- Network Rail
- December 2012 - September 2015
- c£300 million
- Notified Body & Designated Body Services
On Wednesday 9th September 2015, her majesty the Queen opened the Borders Railway - the longest new domestic railway to be built in the UK for over 100 years.
The Borders Project was a c£300m Network Rail project covering 30 miles of track, reconnecting Edinburgh with Tweedbank. It incorporated the building of four new stations in Midlothian and three in the Scottish Borders.
The new railway follows the route of the former Waverley Railway with the exception of four areas in Shawfair, Falahill, Bowbridge and Galashiels – where a new railway corridor was formed. This equates to approximately 90% of the former route being re-used.
Existing structures, cuttings, retaining walls and embankment slopes were re-used and refurbished where possible.
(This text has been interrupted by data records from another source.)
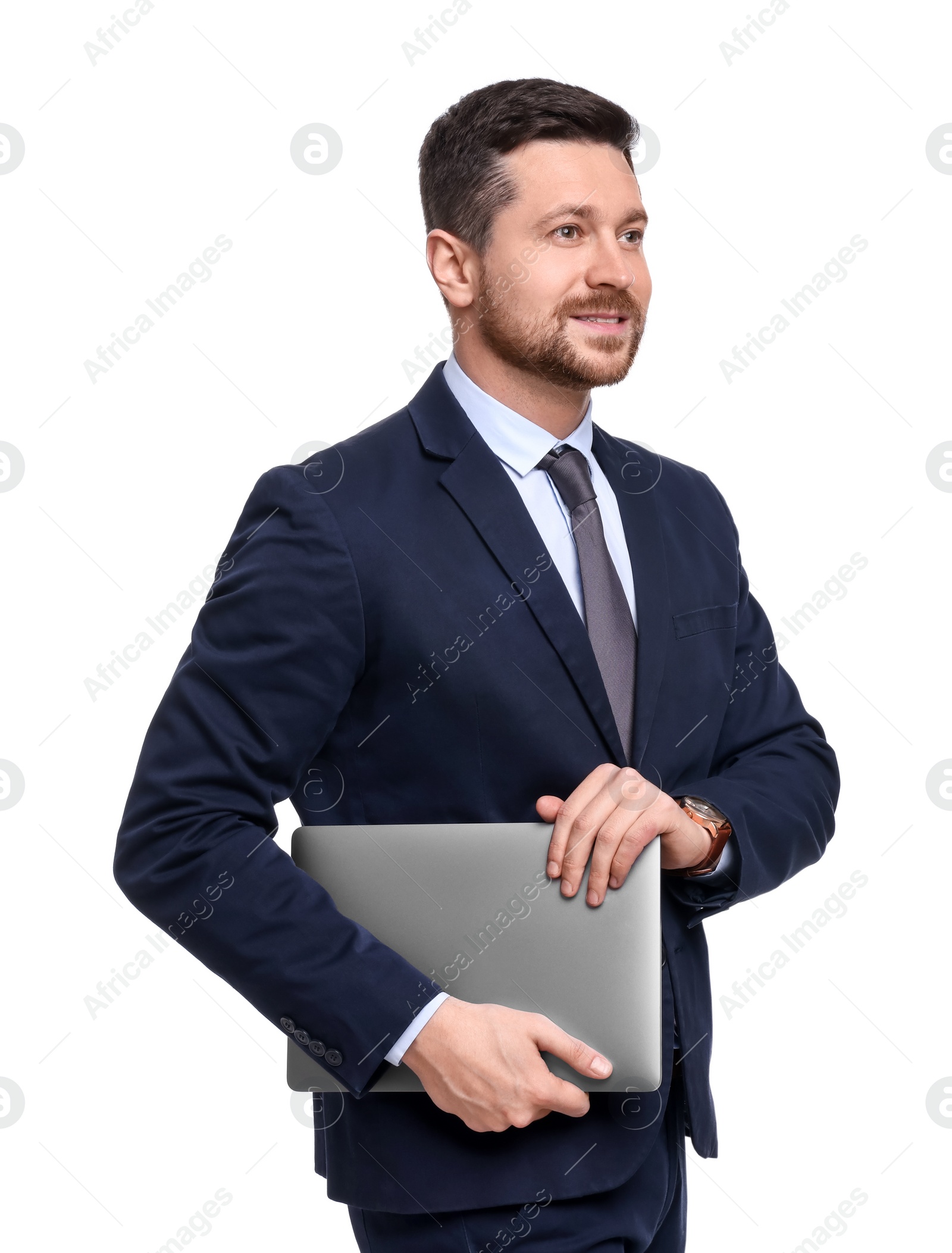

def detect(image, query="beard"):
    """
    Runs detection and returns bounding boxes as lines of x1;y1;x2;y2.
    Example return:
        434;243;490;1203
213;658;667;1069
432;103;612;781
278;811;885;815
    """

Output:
480;268;645;391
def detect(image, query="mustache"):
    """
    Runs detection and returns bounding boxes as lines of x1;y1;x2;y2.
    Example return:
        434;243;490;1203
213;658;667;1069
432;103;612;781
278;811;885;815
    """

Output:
552;288;645;326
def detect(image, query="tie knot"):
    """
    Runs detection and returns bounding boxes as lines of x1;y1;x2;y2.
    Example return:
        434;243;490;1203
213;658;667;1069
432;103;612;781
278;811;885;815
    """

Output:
536;443;595;514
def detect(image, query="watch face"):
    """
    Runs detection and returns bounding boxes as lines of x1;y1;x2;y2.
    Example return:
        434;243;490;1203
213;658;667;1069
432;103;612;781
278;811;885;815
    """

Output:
684;796;726;823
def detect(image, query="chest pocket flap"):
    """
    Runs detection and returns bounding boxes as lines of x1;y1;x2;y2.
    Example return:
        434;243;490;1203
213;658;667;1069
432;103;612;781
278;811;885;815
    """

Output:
673;601;737;639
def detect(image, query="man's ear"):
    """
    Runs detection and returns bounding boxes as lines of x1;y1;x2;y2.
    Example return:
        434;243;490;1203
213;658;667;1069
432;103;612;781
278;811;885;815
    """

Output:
426;229;480;311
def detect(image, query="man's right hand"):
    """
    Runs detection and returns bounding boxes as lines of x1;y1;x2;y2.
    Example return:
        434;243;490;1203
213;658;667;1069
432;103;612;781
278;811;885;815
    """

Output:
403;996;611;1132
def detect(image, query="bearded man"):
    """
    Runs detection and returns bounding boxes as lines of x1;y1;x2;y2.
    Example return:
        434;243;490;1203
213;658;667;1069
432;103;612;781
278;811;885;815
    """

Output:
115;79;838;1253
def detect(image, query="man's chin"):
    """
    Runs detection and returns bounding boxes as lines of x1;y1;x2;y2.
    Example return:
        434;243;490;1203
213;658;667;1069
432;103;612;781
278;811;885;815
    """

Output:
551;339;638;387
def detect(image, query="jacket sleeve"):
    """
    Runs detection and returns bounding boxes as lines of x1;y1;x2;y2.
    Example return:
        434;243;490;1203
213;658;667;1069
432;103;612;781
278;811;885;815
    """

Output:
664;476;840;926
114;466;439;1096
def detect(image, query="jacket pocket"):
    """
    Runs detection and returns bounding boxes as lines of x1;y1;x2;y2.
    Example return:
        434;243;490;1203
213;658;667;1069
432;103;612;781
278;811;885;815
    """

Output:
671;601;737;639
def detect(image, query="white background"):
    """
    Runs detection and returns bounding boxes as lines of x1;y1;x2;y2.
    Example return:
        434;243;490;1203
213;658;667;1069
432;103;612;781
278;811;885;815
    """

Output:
0;0;952;1253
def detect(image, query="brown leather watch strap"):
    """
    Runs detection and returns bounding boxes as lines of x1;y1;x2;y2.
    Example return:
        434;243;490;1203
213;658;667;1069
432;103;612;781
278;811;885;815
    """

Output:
665;797;734;879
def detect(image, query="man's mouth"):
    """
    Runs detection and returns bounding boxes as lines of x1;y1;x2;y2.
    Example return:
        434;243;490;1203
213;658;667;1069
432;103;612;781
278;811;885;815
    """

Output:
572;313;628;335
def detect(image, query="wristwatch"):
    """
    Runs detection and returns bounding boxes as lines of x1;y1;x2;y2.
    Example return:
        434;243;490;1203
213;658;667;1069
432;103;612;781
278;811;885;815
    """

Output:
665;796;733;879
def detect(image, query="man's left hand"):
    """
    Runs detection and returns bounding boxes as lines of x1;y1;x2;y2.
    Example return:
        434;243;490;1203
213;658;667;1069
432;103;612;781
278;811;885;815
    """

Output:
536;762;710;905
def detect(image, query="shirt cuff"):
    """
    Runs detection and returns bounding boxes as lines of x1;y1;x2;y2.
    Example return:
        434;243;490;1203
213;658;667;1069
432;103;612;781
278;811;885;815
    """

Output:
383;992;450;1066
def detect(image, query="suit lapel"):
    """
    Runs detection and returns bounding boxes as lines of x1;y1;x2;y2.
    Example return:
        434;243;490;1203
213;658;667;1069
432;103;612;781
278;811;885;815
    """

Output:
591;426;671;767
408;366;625;765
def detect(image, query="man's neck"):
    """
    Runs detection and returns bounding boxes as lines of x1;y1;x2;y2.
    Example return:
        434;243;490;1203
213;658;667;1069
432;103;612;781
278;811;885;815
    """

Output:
453;336;590;440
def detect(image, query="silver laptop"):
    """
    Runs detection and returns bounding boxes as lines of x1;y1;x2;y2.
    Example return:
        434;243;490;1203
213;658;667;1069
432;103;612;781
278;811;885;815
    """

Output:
288;822;662;1093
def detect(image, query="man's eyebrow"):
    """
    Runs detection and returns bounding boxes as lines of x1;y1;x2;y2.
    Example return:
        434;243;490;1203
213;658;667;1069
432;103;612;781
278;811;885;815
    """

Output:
536;201;647;227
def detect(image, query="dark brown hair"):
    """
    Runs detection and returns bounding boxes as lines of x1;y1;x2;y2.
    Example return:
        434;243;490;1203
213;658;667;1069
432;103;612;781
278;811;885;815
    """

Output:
419;79;639;253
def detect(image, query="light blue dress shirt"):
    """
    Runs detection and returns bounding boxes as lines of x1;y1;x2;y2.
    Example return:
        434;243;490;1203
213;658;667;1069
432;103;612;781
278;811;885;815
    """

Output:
386;354;734;1065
Completion of this new railway now means that trains run every half an hour at peak times and journey times between Tweedbank and Edinburgh are less than one hour.
NCB’s involvement began with an initial meeting in December 2012, following which the Independent Assessment Plan (IAP) was published. A substantial number of NCB’s multi-discipline team of engineers were deployed on this project over its lifetime and MMRA (Mott Macdonald) supplied additional resource to support NCB.
Certificates of verification were issued for the Infrastructure subsystem (certifying compliance with the infrastructure TSI, PRM TSI, and the applicable NNTRs), and the trackside control-command and signalling subsystem in relation to the train detection system. We compiled the evidence to support this certification in an electronic technical file containing more than 4GB of information. This included the AB Safety Assessment Report (for CSM-RA compliance) and associated documentation, also produced by NCB.
This was one of the early projects requiring authorisation under the 2011 Railways (Interoperability) Regulations and assessment under the CSM-RA process. NCB was able to provide support and guidance to the project on the requirements and process.
NCB dedicated resource in Scotland to provide a local presence and work closely with the project team. This provided independent support to the project with certification discussions and to finalise the technical file with the ORR.
NCB was able to use its national expertise in assessing areas such as PRM TSI, and to work through the specific requirement for the control-command and signalling subsystem approval which was subject to special conditions specified by an interoperability “regulation 13” decision from the DfT.